Christophe Bouillaud : Rappelons brièvement les faits. Au printemps 2018, à la suite d’élections générales anticipées,  la Ligue de Matteo Salvini, avec 17% des suffrages, dépasse le parti de Silvio Berlusconi et conquiert ainsi l’hégémonie au sein de la droite italienne. Au même moment, le Mouvement Cinq Etoiles (M5S),  dirigé par le napolitain, Luigi di Maio, remporte les élections en devenant le premier parti italien avec 32% des suffrages. Le M5S est un mouvement qui se veut ni de droite ni de gauche et qui prétend faire entrer la démocratie directe dans la démocratie représentative. Après quelques tergiversations, la Ligue et le M5S forment un gouvernement sous la direction d’un proche du M5S, Giuseppe Conte. Ce gouvernement M5S/Ligue est toutefois dominé par la personnalité de Matteo Salvini, qui, en tant que Ministre de l’Intérieur, focalise l’attention des médias italiens et européens à travers sa prétention à stopper toute nouvelle arrivée d’immigrés illégaux, en particulier par la voie maritime liée au chaos libyen. 

Cette domination de la Ligue est objectivée par la montée inexorable dans les sondages de la Ligue. Sous la direction de Matteo Salvini, qui fait l’actualité  sur tous les sujets chaque jour ou presque, ce parti passe en quelques mois de 17% des voix au printemps 2018 à plus de 30% d’intentions de vote dès l’été 2018. A l’inverse, le M5S ne profite pas de sa participation au gouvernement Conte et du fait de pouvoir y mener les réformes qui étaient dans son programme électoral de 2018 (en particulier la création d’un RSA à l’italienne). Par ailleurs, au niveau local et régional, la Ligue se garde bien de rompre avec ses alliés de droite traditionnels, avec lesquelles elle collabore depuis 1994 (avec une interruption en 1995-1999). Toutes les élections régionales organisées depuis l’entrée en fonction du premier gouvernement Conte tournent donc à l’avantage de l’alliance des droites, qui profite de la popularité du ministre de l’Intérieur, Matteo Salvini, de l’impopularité du PD qui a participé à tous les gouvernements de 2011 à 2018, et de l’incapacité du M5S à s’organiser pour ces élections locales. Les élections européennes du printemps 2019 confirment ce statut de premier parti italien acquis par la Ligue, le tassement du M5S et les difficultés du Parti démocrate (PD) à incarner l’opposition. 

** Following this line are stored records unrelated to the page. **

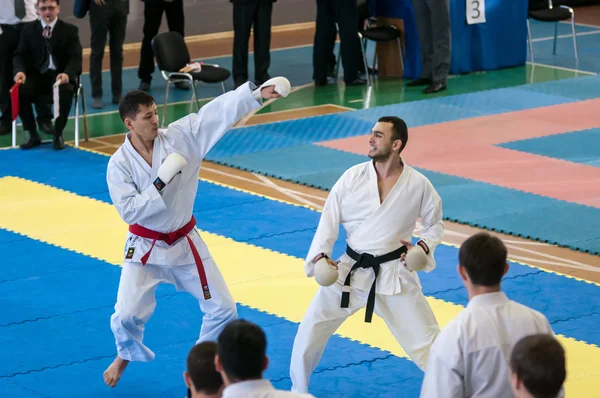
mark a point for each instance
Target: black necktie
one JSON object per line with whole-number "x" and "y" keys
{"x": 46, "y": 34}
{"x": 20, "y": 9}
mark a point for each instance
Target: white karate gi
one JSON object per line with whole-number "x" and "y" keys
{"x": 136, "y": 199}
{"x": 261, "y": 388}
{"x": 471, "y": 356}
{"x": 377, "y": 229}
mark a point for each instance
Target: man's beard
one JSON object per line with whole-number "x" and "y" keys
{"x": 382, "y": 156}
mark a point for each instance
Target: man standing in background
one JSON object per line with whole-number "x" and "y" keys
{"x": 252, "y": 15}
{"x": 13, "y": 15}
{"x": 433, "y": 26}
{"x": 107, "y": 17}
{"x": 153, "y": 10}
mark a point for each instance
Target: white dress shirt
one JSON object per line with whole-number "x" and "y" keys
{"x": 52, "y": 25}
{"x": 261, "y": 388}
{"x": 7, "y": 12}
{"x": 377, "y": 228}
{"x": 470, "y": 357}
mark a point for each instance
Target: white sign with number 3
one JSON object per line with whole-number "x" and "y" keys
{"x": 475, "y": 11}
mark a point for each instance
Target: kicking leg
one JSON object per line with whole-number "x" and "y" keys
{"x": 220, "y": 309}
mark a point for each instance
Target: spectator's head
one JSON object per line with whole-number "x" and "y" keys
{"x": 482, "y": 262}
{"x": 48, "y": 10}
{"x": 201, "y": 377}
{"x": 538, "y": 367}
{"x": 241, "y": 353}
{"x": 140, "y": 114}
{"x": 388, "y": 138}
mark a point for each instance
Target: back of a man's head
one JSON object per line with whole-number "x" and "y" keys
{"x": 483, "y": 256}
{"x": 201, "y": 368}
{"x": 538, "y": 363}
{"x": 242, "y": 351}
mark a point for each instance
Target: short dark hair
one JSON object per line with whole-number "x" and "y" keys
{"x": 242, "y": 350}
{"x": 539, "y": 361}
{"x": 129, "y": 105}
{"x": 399, "y": 129}
{"x": 201, "y": 367}
{"x": 484, "y": 258}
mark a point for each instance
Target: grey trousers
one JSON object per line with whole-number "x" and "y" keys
{"x": 433, "y": 27}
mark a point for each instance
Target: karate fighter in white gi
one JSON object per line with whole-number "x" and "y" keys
{"x": 378, "y": 203}
{"x": 153, "y": 179}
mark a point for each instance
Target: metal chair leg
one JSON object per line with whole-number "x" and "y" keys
{"x": 555, "y": 37}
{"x": 337, "y": 63}
{"x": 401, "y": 56}
{"x": 85, "y": 130}
{"x": 165, "y": 104}
{"x": 77, "y": 96}
{"x": 574, "y": 37}
{"x": 529, "y": 39}
{"x": 195, "y": 96}
{"x": 365, "y": 62}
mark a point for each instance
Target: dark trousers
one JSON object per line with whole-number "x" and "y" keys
{"x": 153, "y": 10}
{"x": 38, "y": 89}
{"x": 254, "y": 16}
{"x": 433, "y": 27}
{"x": 345, "y": 14}
{"x": 110, "y": 20}
{"x": 9, "y": 41}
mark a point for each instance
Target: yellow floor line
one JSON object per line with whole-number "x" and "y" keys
{"x": 266, "y": 280}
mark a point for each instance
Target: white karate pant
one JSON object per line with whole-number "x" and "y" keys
{"x": 136, "y": 302}
{"x": 407, "y": 314}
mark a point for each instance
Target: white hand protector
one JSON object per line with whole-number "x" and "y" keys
{"x": 416, "y": 259}
{"x": 282, "y": 85}
{"x": 325, "y": 274}
{"x": 172, "y": 165}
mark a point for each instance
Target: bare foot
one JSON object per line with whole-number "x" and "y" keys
{"x": 113, "y": 373}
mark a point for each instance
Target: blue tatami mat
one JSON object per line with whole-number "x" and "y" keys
{"x": 577, "y": 146}
{"x": 273, "y": 225}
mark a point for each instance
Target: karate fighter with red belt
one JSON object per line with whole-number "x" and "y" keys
{"x": 153, "y": 181}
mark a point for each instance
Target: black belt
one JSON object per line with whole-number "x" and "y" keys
{"x": 366, "y": 260}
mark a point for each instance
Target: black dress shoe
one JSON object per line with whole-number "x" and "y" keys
{"x": 46, "y": 127}
{"x": 356, "y": 82}
{"x": 32, "y": 142}
{"x": 419, "y": 82}
{"x": 321, "y": 82}
{"x": 5, "y": 129}
{"x": 435, "y": 88}
{"x": 58, "y": 142}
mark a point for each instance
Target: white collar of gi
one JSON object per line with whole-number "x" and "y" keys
{"x": 242, "y": 388}
{"x": 487, "y": 299}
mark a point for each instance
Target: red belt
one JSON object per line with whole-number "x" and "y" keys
{"x": 171, "y": 238}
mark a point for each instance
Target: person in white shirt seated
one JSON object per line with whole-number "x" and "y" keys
{"x": 538, "y": 367}
{"x": 201, "y": 377}
{"x": 241, "y": 359}
{"x": 470, "y": 357}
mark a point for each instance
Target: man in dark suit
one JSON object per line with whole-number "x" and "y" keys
{"x": 49, "y": 51}
{"x": 345, "y": 14}
{"x": 14, "y": 14}
{"x": 246, "y": 14}
{"x": 433, "y": 27}
{"x": 153, "y": 11}
{"x": 107, "y": 17}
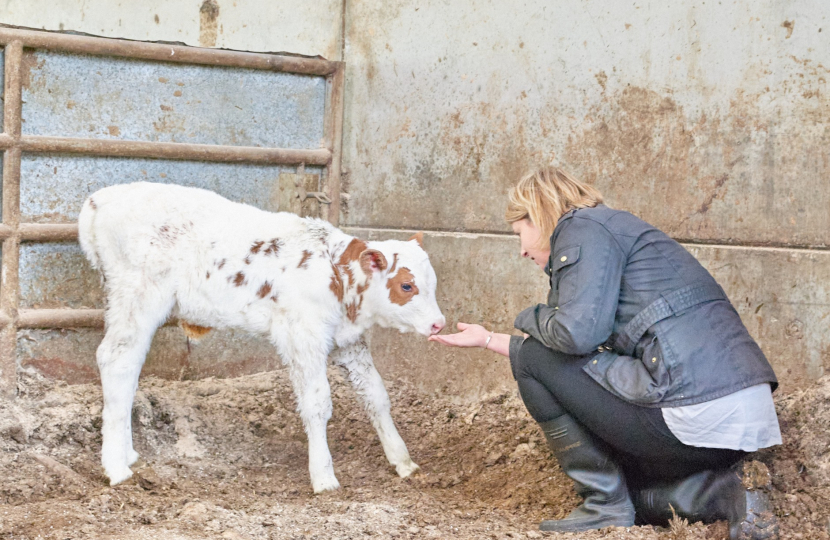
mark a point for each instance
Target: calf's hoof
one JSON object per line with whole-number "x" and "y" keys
{"x": 118, "y": 476}
{"x": 406, "y": 468}
{"x": 327, "y": 484}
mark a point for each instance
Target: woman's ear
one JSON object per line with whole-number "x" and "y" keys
{"x": 372, "y": 260}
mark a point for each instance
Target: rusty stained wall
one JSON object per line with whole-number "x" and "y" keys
{"x": 307, "y": 28}
{"x": 708, "y": 120}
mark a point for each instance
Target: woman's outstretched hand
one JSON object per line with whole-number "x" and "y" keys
{"x": 469, "y": 335}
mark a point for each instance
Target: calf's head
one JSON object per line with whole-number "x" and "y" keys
{"x": 404, "y": 286}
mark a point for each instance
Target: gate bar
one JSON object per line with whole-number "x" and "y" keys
{"x": 166, "y": 53}
{"x": 165, "y": 150}
{"x": 9, "y": 280}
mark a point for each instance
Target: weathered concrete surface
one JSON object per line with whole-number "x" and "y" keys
{"x": 71, "y": 95}
{"x": 308, "y": 28}
{"x": 708, "y": 120}
{"x": 783, "y": 297}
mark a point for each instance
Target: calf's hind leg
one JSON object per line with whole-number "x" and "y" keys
{"x": 120, "y": 358}
{"x": 306, "y": 362}
{"x": 356, "y": 360}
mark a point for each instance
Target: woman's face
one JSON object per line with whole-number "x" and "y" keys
{"x": 529, "y": 237}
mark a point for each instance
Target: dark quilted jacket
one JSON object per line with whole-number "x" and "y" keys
{"x": 652, "y": 324}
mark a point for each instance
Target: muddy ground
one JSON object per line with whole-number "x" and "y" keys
{"x": 227, "y": 459}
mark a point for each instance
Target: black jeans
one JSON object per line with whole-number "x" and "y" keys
{"x": 552, "y": 384}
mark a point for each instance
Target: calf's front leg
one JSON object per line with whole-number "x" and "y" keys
{"x": 360, "y": 369}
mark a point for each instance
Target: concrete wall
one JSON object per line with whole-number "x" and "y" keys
{"x": 707, "y": 119}
{"x": 307, "y": 28}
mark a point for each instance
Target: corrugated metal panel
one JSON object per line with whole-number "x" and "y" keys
{"x": 96, "y": 106}
{"x": 57, "y": 275}
{"x": 116, "y": 98}
{"x": 55, "y": 186}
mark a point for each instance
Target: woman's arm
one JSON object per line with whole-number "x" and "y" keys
{"x": 474, "y": 335}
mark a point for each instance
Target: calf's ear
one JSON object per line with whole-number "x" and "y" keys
{"x": 372, "y": 260}
{"x": 418, "y": 237}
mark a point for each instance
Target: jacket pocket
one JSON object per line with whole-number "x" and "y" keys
{"x": 641, "y": 380}
{"x": 562, "y": 266}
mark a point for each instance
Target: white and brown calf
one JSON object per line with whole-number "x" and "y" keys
{"x": 310, "y": 288}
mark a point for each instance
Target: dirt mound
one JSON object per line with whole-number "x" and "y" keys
{"x": 227, "y": 459}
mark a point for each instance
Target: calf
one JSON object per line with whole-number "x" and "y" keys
{"x": 306, "y": 285}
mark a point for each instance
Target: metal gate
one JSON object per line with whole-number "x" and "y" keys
{"x": 83, "y": 112}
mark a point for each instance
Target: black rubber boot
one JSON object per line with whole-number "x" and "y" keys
{"x": 598, "y": 479}
{"x": 737, "y": 495}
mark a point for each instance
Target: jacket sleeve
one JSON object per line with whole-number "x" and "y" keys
{"x": 589, "y": 289}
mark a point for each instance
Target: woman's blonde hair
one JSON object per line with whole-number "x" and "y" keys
{"x": 545, "y": 195}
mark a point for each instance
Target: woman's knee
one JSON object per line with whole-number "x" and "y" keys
{"x": 528, "y": 359}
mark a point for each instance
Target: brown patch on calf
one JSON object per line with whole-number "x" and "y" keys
{"x": 194, "y": 331}
{"x": 336, "y": 284}
{"x": 273, "y": 247}
{"x": 350, "y": 254}
{"x": 304, "y": 261}
{"x": 353, "y": 309}
{"x": 264, "y": 290}
{"x": 418, "y": 237}
{"x": 238, "y": 279}
{"x": 395, "y": 285}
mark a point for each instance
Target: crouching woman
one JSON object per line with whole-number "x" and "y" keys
{"x": 645, "y": 382}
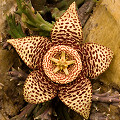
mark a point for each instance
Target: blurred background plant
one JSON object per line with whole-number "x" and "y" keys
{"x": 37, "y": 17}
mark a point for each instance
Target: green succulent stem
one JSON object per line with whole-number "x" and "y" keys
{"x": 33, "y": 20}
{"x": 15, "y": 30}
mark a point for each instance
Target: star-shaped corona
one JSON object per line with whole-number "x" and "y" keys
{"x": 62, "y": 67}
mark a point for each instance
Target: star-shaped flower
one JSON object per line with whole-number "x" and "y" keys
{"x": 63, "y": 65}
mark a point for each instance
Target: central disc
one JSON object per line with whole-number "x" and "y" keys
{"x": 62, "y": 64}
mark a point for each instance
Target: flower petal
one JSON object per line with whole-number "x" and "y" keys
{"x": 31, "y": 49}
{"x": 77, "y": 95}
{"x": 38, "y": 88}
{"x": 96, "y": 59}
{"x": 68, "y": 30}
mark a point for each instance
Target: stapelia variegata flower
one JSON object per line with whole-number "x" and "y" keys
{"x": 62, "y": 65}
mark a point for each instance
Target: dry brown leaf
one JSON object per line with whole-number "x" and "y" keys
{"x": 103, "y": 28}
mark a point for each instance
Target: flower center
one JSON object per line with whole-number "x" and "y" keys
{"x": 62, "y": 64}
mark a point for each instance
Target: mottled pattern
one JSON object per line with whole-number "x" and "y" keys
{"x": 91, "y": 61}
{"x": 77, "y": 95}
{"x": 38, "y": 88}
{"x": 67, "y": 29}
{"x": 31, "y": 49}
{"x": 96, "y": 59}
{"x": 61, "y": 77}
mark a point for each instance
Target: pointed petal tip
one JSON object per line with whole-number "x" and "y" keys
{"x": 96, "y": 59}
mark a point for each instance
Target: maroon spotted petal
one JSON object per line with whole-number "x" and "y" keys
{"x": 96, "y": 59}
{"x": 77, "y": 95}
{"x": 38, "y": 88}
{"x": 67, "y": 29}
{"x": 31, "y": 49}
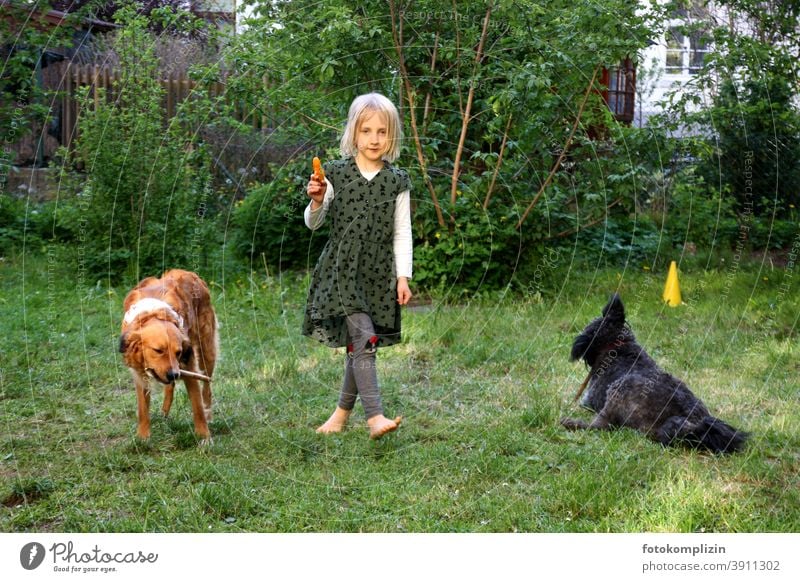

A l’été 2019, Matteo Salvini tente en démissionnant du gouvernement Conte de provoquer des élections anticipées. Vu le mode de scrutin en vigueur, celles-ci lui auraient offert à l’automne 2019 une victoire sans appel et une majorité dans les deux Chambres (Chambre des députés et Sénat). Or, face à la certitude d’une victoire d’un Salvini devenu leader de toutes les droites, le PD et le M5S ont fait alliance pour former un second gouvernement Conte.  Du coup, toutes les élections locales deviennent encore plus un test de popularité pour le gouvernement PS/M5S. La Ligue continue à gagner les élections régionales, et elle emporte à l’automne, l’Ombrie. Cette petite région, peu peuplée, était l’un des fiefs de l’ancien Parti communiste italien (PCI). Elle a toujours été gouvernée jusqu’en 2019 par des coalitions de gauche. La chute de l’Ombrie représente vraiment un choc, car c’est là toute une tradition d’antifascisme qui se voit défaite. La prochaine étape des élections régionales se trouve être désormais l’Emilie-Romagne. Or cette région constitue depuis les années 1970 le cœur de l’ « Italie rouge ». C’est à partir de l’expérience de bonne gestion locale dans cette région que le PCI a fini par se transformer, avec de nombreuses étapes, dans l’actuel PD, un parti de centre-gauche. Cette terre d’Emilie-Romagne est celle où les fascistes avaient gagné en 1920-22 et d’où ils furent exclus manu militari en 1945. Il y a donc un énorme poids symbolique de penser que ce grand fief historique de la gauche antifasciste et de l’Italie démocratique puisse être finalement géré par une coalition des droites dans lequel le néofascisme (celui de Frères d’Italie, FdI) prenne toute sa place et dont l’homme fort est un Monsieur Plus en matière de xénophobie et de lutte contre toute forme d’immigration illégale.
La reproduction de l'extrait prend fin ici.